La quête pour sauver les lutins des marais

Les Acmaq, ça vous dit quelque chose? C’est un petit monde fictif habitant les marais des Maritimes, inventé par l’auteure Diane Carmel Léger pour sa nouvelle série de romans jeunesse. Les aboiteaux sont au coeur de cette œuvre fantastique.

Le premier tome Le secret de la vieille Madouesse de ce nouveau projet littéraire qui se déploiera en plusieurs volumes nous fait découvrir de petits êtres uniques et magiques menacés d’extinction. L’auteure originaire de Memramcook, qui a publié 12 livres sans compter les traductions, s’est donné comme mission de faire connaître l’histoire de l’Acadie aux jeunes par la fiction. Tous ses contes, romans et albums ont comme port d’attache les Maritimes et l’histoire acadienne. Celle qui s’est fait connaître par la trilogie de la Butte à Pétard plonge maintenant dans un tout autre univers qui relève du fantastique et du mystérieux. Le paysage des aboiteaux constitue la grande source d’inspiration de cette série jeunesse, dont le premier tome publié aux Éditions La Grande Marée a été lancé cet été. La romancière peaufine déjà le deuxième volume qui s’intitulera Les feux follets de Tatamagouche qui paraîtra au printemps 2019.

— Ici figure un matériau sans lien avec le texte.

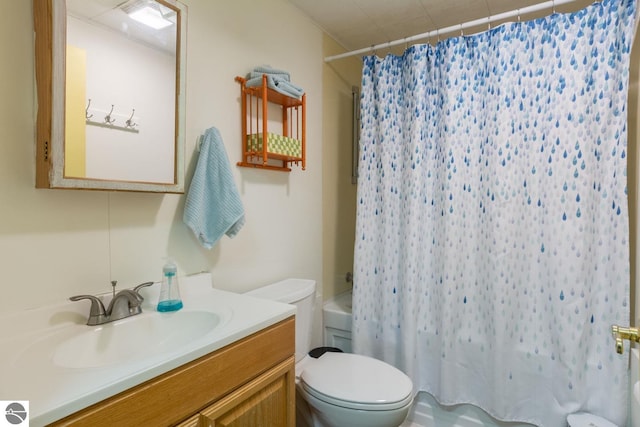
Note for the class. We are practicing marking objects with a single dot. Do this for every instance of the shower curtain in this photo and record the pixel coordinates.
(491, 253)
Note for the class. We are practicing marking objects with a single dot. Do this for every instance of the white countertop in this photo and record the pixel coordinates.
(29, 340)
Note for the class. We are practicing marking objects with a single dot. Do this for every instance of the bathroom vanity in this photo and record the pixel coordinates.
(250, 382)
(224, 359)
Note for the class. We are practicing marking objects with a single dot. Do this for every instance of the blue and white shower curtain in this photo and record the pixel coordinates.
(492, 238)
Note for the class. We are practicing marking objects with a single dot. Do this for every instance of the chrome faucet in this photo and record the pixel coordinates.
(619, 334)
(124, 304)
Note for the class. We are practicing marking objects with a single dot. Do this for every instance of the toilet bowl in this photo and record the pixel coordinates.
(339, 389)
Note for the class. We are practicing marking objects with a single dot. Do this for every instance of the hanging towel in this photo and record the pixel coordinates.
(213, 206)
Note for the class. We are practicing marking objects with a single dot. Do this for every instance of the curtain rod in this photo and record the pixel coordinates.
(458, 27)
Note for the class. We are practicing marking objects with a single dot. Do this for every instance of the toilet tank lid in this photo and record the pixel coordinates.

Le récit se déroule à Memramcook, le long de la baie de Fundy et à Chipoudie (Riverside-Albert). C’est l’histoire de Benoit, 11 ans, qui vient tout juste de déménager à Memramcook avec sa famille après avoir vécu au Québec. Ses parents acadiens ont décidé de revenir s’installer au Nouveau-Brunswick. Benoît a du mal à se faire accepter dans son nouveau milieu et il trouvera refuge auprès de sa mystérieuse grand-tante septuagénaire, surnommée la vieille Madouesse, qui semble vivre un peu hors du temps. Ensemble, ils découvriront l’existence d’un peuple miniature doté de pouvoirs magiques et qui se dissimule dans les marais près des digues.

Ressemblant à certains égards à des lutins ou des gnomes, ces créatures uniques qu’on appelle les Acmaq, font aussi le lien entre les Acadiens et les Mi’kmaqs. Étant menacés, ils cherchent à rassembler leurs proches qui se sont dispersés sur tout le territoire de l’Acadie. Benoît et sa grand-tante deviendront en quelque sorte leurs protecteurs. Dans le premier tome qui se lit d’un trait, on découvre ce petit peuple et on apprend à les connaître dans une histoire captivante qui plaira aux jeunes lecteurs, mais possiblement aussi aux adultes qui ont gardé une part de fantaisie. Le deuxième volet racontera leur grande quête pour rapatrier les Acmaq.

L’origine de cette série de romans remonte à l’enfance de l’auteure. À l’été 1967, Diane Carmel Léger a aperçu un petit tunnel en vieux bois dans une levée qui semblait avoir une porte à l’intérieur, lui faisant penser à l’habitation d’un gnome dans le film de Disney The Gnome-Mobile paru la même année. Elle ne savait pas encore qu’il s’agissait d’un aboiteau. C’est beaucoup plus tard quand elle est retournée vivre à Memramcook, après avoir vécu plusieurs années sur l’île de Vancouver, que son souvenir d’enfance a refait surface. Elle habitait dans une vieille maison à Saint-Joseph à quelques pas d’un sentier près d’un aboiteau.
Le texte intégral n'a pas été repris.